NRA supporters who happen to own Yeti coolers are posting videos of themselves destroying the pricey products in a boycott named the ‘Yeti Cooler Challenge.’
There’s a very good reason I do not own a Yeti cooler. It has nothing to do with the quality of the product or its manufacturer’s relationship — or lack thereof — with political groups.
For me, it comes down to price and price alone.
Some varieties of Yeti coolers retail for more than $300. You can buy a small refrigerator for that. Granted, you can’t plug in a refrigerator in the wilderness or on some rowboats where a cooler is more practical.
But in my book, paying that much for a cooler borders on the insane. I’ve heard great things about them, but I just don’t see paying that much.
That’s why I can’t quite wrap my mind around people who own Yeti coolers taking part in an absurd boycott that has come to be known as the “Yeti Cooler Challenge.” It consists basically of recording footage of the destruction of your own Yeti product. Examples have included people blowing up Yeti coolers, firing bullets through them or even using a vice to destroy a Yeti thermos.
The “challenge” began after an NRA lobbyist sent a note to members claiming Yeti suddenly “declined to do business with the NRA Foundation.”

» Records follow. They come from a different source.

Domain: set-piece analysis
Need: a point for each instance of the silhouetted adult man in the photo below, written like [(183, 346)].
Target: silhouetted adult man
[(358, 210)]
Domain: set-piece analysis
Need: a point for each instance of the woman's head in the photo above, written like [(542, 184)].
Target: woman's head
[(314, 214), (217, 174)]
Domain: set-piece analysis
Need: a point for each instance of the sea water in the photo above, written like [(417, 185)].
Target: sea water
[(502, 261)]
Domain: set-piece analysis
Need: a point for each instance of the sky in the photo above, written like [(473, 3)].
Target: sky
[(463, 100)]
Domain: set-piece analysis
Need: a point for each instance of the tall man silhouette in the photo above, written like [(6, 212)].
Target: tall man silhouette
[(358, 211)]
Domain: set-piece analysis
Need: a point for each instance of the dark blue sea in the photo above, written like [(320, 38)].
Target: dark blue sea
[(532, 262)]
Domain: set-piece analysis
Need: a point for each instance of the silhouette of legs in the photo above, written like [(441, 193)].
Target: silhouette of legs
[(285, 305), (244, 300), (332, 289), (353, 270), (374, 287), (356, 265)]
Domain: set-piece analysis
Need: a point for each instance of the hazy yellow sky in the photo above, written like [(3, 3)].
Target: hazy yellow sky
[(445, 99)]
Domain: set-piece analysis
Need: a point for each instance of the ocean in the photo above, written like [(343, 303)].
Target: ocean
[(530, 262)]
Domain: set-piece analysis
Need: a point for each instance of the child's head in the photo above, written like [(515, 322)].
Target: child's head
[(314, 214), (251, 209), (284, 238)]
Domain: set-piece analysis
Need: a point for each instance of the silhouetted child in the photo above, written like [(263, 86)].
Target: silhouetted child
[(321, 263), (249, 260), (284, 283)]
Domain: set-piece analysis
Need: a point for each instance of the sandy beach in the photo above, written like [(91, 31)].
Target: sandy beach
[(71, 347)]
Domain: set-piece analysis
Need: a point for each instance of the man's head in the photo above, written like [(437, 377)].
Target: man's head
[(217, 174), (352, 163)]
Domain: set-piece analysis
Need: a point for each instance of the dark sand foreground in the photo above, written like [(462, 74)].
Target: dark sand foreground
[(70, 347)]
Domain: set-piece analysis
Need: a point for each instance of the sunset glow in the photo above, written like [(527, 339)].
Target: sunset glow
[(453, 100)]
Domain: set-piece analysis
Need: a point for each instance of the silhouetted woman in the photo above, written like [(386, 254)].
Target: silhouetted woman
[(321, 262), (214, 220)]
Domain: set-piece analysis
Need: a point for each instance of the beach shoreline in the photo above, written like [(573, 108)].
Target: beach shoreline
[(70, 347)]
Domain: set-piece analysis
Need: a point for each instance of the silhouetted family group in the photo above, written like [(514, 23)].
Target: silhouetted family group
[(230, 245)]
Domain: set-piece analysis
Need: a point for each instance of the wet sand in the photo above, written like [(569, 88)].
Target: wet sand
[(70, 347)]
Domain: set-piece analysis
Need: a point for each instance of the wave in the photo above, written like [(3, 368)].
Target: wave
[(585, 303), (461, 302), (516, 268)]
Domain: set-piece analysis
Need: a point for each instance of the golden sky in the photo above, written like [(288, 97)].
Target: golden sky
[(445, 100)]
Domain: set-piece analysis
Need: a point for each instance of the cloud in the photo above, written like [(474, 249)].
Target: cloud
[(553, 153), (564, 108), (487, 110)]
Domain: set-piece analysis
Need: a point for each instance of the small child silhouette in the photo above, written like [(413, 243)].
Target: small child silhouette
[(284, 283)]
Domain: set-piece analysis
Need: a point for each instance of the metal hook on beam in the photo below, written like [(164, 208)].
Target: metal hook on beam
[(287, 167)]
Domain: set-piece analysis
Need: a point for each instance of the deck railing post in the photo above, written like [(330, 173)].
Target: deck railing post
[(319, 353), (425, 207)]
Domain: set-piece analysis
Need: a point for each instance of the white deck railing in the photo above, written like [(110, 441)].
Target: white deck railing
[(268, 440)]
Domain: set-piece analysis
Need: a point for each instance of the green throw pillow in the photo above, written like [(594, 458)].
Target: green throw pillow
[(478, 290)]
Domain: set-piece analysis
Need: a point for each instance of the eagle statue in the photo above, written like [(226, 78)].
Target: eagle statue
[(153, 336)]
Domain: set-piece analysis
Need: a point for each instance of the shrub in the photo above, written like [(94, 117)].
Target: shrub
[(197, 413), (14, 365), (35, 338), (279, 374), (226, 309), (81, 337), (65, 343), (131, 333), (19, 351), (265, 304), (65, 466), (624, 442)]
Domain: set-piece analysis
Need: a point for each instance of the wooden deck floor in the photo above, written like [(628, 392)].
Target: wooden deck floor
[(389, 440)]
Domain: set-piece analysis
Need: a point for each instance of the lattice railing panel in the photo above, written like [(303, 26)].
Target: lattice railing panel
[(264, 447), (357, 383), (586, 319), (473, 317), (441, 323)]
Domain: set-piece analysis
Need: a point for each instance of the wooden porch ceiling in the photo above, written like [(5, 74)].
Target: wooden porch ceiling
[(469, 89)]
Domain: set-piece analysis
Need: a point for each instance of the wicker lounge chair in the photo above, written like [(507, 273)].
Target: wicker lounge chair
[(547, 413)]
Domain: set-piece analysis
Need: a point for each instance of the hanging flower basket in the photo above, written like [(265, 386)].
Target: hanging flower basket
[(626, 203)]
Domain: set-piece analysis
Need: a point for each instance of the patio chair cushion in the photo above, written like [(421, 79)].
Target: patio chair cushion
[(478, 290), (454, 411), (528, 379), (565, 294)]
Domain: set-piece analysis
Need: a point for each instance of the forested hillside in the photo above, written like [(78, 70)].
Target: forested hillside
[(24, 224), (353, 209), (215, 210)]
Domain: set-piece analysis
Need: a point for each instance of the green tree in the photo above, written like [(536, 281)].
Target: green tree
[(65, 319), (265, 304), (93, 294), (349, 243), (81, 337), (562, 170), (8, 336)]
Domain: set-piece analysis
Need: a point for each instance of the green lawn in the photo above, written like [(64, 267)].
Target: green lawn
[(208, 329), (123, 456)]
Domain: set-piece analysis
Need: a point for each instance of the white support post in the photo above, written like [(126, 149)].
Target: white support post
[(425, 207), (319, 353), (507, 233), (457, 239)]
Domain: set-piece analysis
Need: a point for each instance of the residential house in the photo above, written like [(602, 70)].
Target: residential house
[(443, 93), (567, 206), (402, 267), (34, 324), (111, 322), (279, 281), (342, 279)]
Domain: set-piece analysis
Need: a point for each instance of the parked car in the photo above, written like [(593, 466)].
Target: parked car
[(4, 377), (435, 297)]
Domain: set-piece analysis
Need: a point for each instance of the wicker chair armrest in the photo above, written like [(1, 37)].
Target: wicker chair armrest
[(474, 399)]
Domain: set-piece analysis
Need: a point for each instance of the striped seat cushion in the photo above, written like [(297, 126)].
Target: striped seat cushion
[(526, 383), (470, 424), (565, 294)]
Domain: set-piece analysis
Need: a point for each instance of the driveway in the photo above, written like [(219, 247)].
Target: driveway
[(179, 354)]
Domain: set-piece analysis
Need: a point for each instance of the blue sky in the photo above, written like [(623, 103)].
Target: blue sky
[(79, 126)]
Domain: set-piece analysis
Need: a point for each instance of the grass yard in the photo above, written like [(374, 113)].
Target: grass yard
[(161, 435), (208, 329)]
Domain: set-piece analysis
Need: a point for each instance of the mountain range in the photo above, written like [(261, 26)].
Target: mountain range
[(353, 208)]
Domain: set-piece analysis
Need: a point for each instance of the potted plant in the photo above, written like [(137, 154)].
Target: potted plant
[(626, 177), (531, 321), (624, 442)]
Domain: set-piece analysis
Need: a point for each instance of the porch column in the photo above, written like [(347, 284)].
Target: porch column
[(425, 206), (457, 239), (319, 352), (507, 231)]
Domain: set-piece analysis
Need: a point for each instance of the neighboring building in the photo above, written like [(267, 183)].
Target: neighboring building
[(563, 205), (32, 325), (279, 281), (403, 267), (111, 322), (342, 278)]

The note claims Yeti notified the NRA they “no longer wish to be an NRA vendor and refused to say why.”
Yeti, on the other hand, claims it merely ended “outdated discounting programs” the NRA took part in. It says it’s offering “an alternative customization program.”
You have to decide for yourself whether you believe Yeti, whose products are popular among hunters, would actually decline to do any business with a group like the NRA.
But that’s not the only thing that doesn’t make sense.
It’s funny to think that some of these very same people were quick to side with businesses who refused to bake cakes for a same-sex wedding, claiming that business owners should have the right to guide their business based on their beliefs. It’s not remotely surprising that when the issue changes from homosexuality to guns, a double standard suddenly appears.
But they can’t have it both ways: businesses should be allowed to make their own decisions without penalty or they shouldn’t.
Pick one position and let’s run with it.
If people would simply vow never to buy another Yeti product again, that’d be one thing. I could completely respect that. If they decided to donate or sell Yeti products they already own to try to recoup their money, I could respect that as well.
But for people who destroy the products they already own Yeti products, there’s a problem. Yeti already has their money. Destroying your Yeti-brand product doesn’t hurt Yeti. It hurts you. You’re the one who’s already paid a fortune for a product that you now have to pay more money to replace.
They might as well have placed their own wallets in those coolers and opened fire on them, too.
We’ve become so boycott-happy in this country that we’re not even using common sense to plan them out. When being angry is more important than being rational, that’s a sad day in America.